Project description:Background:Violence and other adversities commonly co-occur, yet are usually investigated individually. The primary objectives of this paper are to investigate: (i) the relationship between maternal exposure to violence (including childhood abuse and intimate partner violence) and postpartum mental and physical health; and (ii) the extent to which exposure to violence and poor maternal mental and physical health are associated with children's emotional-behavioral difficulties. Methods:Prospective pregnancy cohort (n?=?1507) followed up to 4?year postpartum. Validated measures used: Composite Abuse Scale; Edinburgh Postnatal Depression Scale, SF-36, Child Maltreatment History Self Report; Strengths and Difficulties Questionnaire. Logistic regression was used to investigate associations between maternal childhood abuse, intimate partner violence (IPV), maternal health and child emotional and behavioral difficulties at age 4. Outcomes:Two out of five women (41%) reported abuse in childhood, and almost one in three (29%) reported IPV during the first four years of motherhood.

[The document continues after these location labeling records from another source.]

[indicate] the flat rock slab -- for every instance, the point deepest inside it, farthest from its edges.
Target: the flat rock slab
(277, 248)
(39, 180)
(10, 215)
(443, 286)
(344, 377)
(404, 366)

Women reporting both physical and sexual childhood abuse had markedly raised odds of IPV and poor physical and mental health at all time points (pregnancy, first year postpartum and four year postpartum). For the index child, violence exposures (maternal childhood abuse or IPV) and poor maternal physical or mental health were associated with higher odds of emotional/behavioral difficulties at age four. In multivariable models (adjusted for child gender and maternal age), cumulative exposures (multiple violence exposures or poor maternal mental or physical health at multiple time points) each independently added to increased odds of emotional-behavioral difficulties. Children of mothers who reported a history of childhood abuse but were not exposed to IPV had odds of difficulties similar to children of mothers not reporting any violence exposure, suggesting resilient outcomes where violence experiences are not repeated in the next generation. Interpretation:The clustering of risk (child and adult violence experiences) and the accumulation of risk within families (IPV, poor maternal health, child difficulties) highlight the need for effective early intervention to limit or ameliorate the impact of violence across the lifespan, and to break the intergenerational cycle of disadvantage.